転職も決まって、一安心ということで、カナダと転職活動の疲れを癒しに箱根・小田原にいってきた。
 
岡田美術館。日本・中国を中心として美術品を展示している美術館。長らく行方不明だった伊藤若冲の「孔雀鳳凰図」など、名品を所蔵している。入場料は大人2800円と御高めで、スマホは持ち込み不可と厳しめだが、スタッフの対応はちゃんとしている。やはり昔の中国の陶磁器から中国のかつての栄華と繁栄がうかがいしれる。中国の陶磁器だと「景徳鎮」が有名だが、1000年頃に開窯し、その後シルクロードなどに広がり、ドイツでは景徳鎮を模倣しマイセンがつくられ、日本では有田・伊万里がつくられた。清王朝初期の社会動乱等の煽りで景徳鎮が衰退すると、日本の有田・伊万里が好評を博し、欧州に大量に輸出されたのだった。

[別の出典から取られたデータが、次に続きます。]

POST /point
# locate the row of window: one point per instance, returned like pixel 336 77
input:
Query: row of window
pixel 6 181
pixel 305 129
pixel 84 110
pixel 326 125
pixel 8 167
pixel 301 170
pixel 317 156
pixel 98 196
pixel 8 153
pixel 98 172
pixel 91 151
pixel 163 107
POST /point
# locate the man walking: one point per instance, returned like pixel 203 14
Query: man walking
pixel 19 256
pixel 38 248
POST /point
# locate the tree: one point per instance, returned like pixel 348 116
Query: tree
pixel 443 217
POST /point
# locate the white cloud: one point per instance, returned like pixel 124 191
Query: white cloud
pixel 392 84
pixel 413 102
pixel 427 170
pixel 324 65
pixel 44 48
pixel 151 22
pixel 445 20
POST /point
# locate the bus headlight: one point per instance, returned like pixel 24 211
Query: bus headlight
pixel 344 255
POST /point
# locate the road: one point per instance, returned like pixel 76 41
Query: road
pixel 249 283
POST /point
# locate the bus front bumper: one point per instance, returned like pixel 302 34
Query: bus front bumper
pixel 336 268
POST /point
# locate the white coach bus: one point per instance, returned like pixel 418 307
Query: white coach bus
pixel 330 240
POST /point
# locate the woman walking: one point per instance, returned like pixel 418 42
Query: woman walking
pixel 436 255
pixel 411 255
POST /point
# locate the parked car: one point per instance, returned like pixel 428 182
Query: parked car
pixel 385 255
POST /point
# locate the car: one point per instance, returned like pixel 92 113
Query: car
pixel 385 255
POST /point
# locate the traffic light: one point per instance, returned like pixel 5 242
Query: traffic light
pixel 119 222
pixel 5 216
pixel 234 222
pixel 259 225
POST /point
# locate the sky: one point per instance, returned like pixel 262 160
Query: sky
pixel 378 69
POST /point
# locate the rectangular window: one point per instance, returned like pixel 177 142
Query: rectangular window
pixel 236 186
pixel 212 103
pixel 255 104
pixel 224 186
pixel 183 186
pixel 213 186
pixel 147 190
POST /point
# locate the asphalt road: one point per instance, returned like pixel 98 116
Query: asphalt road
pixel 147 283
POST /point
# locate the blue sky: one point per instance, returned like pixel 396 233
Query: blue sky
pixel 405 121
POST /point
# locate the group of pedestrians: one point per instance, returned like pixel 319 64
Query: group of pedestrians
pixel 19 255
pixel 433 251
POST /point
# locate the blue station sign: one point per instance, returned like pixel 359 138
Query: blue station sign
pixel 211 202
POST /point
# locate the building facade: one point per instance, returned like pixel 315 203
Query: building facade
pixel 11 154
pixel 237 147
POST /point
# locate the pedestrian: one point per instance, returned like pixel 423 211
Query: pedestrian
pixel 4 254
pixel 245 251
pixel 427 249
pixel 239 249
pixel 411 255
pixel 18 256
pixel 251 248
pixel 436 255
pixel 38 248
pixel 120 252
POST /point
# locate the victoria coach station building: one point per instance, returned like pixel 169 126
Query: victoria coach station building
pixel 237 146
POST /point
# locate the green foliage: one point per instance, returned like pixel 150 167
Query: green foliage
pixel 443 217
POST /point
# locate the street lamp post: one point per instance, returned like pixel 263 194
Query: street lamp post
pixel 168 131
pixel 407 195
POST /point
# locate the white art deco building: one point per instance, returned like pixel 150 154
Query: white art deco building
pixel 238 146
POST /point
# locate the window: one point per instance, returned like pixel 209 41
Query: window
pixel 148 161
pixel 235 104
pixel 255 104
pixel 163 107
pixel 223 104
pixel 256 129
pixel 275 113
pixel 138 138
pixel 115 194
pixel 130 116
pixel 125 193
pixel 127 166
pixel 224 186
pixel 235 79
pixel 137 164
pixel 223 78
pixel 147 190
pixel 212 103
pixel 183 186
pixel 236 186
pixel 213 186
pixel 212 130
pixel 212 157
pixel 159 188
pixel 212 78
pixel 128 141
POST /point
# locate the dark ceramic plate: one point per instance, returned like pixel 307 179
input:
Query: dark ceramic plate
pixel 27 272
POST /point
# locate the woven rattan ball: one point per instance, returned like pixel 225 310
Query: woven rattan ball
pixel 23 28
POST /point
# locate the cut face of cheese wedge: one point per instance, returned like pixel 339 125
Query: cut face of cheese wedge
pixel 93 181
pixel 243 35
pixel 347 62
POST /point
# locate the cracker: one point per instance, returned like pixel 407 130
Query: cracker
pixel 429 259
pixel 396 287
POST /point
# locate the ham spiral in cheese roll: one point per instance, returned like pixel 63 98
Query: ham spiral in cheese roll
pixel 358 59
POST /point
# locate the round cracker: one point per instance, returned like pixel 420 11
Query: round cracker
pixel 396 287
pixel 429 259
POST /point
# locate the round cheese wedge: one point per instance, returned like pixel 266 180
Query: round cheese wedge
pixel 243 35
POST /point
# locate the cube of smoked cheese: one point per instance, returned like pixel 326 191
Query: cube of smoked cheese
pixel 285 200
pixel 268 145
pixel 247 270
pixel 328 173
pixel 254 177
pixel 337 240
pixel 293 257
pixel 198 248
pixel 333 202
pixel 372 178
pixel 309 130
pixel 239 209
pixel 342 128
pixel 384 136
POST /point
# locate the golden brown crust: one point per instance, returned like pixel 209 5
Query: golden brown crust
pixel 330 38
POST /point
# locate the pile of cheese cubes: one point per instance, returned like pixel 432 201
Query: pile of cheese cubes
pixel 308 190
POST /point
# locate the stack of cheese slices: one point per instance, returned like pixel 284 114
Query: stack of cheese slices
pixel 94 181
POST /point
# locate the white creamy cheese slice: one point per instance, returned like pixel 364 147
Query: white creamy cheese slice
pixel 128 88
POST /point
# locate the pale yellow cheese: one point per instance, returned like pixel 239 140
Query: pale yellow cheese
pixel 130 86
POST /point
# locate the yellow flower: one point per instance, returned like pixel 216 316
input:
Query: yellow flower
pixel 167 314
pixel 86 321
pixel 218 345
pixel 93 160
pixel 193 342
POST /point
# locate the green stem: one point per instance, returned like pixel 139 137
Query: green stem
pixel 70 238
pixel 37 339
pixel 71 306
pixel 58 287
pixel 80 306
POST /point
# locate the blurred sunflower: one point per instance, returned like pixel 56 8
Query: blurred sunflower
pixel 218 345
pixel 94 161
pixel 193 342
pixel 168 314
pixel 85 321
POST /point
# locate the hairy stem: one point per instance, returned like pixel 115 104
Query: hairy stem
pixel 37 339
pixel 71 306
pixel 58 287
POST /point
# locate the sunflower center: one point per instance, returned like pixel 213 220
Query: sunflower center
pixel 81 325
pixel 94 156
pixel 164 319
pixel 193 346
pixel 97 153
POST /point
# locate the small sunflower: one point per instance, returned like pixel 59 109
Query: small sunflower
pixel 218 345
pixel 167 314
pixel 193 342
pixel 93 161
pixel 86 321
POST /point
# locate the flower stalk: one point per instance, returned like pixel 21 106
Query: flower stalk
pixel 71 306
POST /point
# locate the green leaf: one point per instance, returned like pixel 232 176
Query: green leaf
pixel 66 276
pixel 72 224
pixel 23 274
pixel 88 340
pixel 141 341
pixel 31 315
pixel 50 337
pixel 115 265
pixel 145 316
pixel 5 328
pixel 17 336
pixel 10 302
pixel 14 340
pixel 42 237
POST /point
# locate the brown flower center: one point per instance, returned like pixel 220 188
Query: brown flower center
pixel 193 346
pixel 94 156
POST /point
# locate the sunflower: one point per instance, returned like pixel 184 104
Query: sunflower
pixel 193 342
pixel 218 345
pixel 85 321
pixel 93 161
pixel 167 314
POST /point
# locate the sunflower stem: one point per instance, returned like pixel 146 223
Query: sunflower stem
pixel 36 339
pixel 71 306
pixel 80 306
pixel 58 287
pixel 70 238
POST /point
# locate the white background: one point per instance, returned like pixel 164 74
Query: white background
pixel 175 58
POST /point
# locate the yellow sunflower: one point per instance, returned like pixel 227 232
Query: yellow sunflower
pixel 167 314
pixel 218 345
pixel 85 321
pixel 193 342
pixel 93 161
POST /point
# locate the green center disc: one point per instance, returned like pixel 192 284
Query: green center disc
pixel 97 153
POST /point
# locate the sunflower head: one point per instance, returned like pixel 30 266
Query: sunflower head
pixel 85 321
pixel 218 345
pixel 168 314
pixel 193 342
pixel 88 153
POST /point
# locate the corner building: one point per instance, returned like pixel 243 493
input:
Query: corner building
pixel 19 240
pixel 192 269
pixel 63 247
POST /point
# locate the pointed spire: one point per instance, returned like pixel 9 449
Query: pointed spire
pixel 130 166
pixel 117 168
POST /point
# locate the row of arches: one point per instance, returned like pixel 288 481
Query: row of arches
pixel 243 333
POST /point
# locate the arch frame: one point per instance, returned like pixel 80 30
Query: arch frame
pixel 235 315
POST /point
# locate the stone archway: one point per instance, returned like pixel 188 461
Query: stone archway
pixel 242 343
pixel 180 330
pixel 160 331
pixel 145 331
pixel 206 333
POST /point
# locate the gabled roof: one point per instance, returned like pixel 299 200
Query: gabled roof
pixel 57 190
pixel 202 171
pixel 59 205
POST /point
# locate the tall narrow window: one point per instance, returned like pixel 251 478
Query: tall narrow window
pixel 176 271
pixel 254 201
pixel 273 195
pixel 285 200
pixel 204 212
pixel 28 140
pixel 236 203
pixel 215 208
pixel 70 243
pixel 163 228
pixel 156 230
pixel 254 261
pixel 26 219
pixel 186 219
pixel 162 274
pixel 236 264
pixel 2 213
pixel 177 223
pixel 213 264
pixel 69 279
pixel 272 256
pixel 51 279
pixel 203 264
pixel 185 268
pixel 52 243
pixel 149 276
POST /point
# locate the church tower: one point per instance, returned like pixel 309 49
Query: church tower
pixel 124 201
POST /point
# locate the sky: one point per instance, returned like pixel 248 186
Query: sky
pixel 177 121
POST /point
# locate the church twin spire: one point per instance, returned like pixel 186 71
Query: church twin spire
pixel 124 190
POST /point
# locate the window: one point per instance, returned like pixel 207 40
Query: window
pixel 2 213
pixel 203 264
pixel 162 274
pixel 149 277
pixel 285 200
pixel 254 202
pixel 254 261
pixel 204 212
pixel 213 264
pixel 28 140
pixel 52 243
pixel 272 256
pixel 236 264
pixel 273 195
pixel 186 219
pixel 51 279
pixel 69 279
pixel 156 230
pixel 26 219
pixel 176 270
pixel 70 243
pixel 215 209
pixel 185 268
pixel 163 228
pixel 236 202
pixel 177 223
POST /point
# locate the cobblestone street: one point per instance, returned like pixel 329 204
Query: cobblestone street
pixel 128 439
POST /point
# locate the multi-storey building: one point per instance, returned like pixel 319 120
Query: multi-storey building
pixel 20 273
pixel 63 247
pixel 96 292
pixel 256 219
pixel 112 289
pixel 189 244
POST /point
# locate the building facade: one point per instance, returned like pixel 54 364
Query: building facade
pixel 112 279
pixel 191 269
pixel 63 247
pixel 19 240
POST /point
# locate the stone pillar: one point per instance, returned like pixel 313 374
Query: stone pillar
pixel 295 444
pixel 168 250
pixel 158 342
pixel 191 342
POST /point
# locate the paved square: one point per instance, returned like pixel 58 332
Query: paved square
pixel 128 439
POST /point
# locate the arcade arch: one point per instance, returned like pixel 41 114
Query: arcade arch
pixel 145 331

朝鮮にも中国から技術が伝わり、高麗~李朝時代に青磁・白磁がつくられたが、絵付けもろくに発達せず、また元など大国による侵略や国力の衰えもあって廃れてしまった。芸術は豊かな国でないと栄えない。
 
新緑が美しい。
 

芦ノ湖。こちらは箱根恩賜公園からの眺め。かつて皇族の箱根離宮があっただけあって、雲が無ければ富士山を望むこともできるという風光明媚な場所だ。豪華な西洋式と日本式の離宮は、関東大震災で大破してしまったらしい。天災ゆえに仕方がないが、残念だ。

 

 

早雲寺の庭園。北条早雲(戦国大名の後北条氏の祖)の遺言で、その子北条氏綱が京都大徳寺第83世以天宗清を招き創建された臨済宗の寺である。一度は焼き払われたが徳川時代に朱印状を得て復興した。日本庭園は北条幻庵によるらしい。

 

 

戦国時代、難攻不落の城といわれた小田原城。平城なのであまり高そうにみえないが、天守閣の高さだと全国7位だという。北条早雲以来、北条氏が五代にわたって治めてきたが、豊臣秀吉による小田原攻めで北条氏の支配は終わりを告げるのだった。北条氏は減税を行い民を富ませた名君だったという。小田原攻めの際も、五代目当主の北条氏直が自信の切腹の代わりに将兵の助命を願い出ると、豊臣秀吉は感心し、氏直には切腹を命じなかったという。その後、小田原城は徳川家康のものとなり、家康の家臣に与えられ、明治時代には、小田原の土地を気に入った皇族の意向で御用邸もおかれた由緒ある土地である。御用邸はしかし、関東大震災で大破して廃止されている。

 

 

小田原城からの眺め。相模湾を望む。

 

 

 

報徳二宮神社。二宮尊徳を祀る神社である。小田原城の隣にある。緑が青々として美しい。二宮尊徳は、努力して没落した家を復興させた偉人であるが、偉大な思想家でもあった。彼の思想は「報徳思想」といい、至誠・分度・推譲,・勤労(誠実に生き、仕事に励み、贅沢をつつしみ、余剰が出れば他人に譲る)によって道徳と経済の調和をはかり、富国安民を目指した。神社内に彼言葉「経済なき道徳は戯言であり、道徳なき経済は犯罪である。」という言葉は彼の思想を物語っている。

 
二宮金次郎像。金次郎は尊徳の幼名である。1000体つくられたものの、戦中に供出されてこの1体しか残っていないそう。

 

 

小田原は気候も良いため、明治時代に東海道線が通って以降、著名人が別荘を構えたことで有名な土地だった。写真は清閑邸(黒田長成侯爵の別荘)。他にも皇族の閑院宮家、伊藤博文公爵、山縣有朋公爵、田中光顕伯爵などの偉人が別荘を構えていた。明治期は鉄道の発達もあり、穏やかな気候で風光明媚だった神奈川県小田原~静岡県興津あたりまでが別荘地帯だったという。小田原の住宅街を歩くと驚いいたが、1つ1つの家が広いが、昔の名残だろう。実際にいってみないと分からないものだ。土地にはそれぞれ固有の「ゲニウス・ロキ」があるものだ。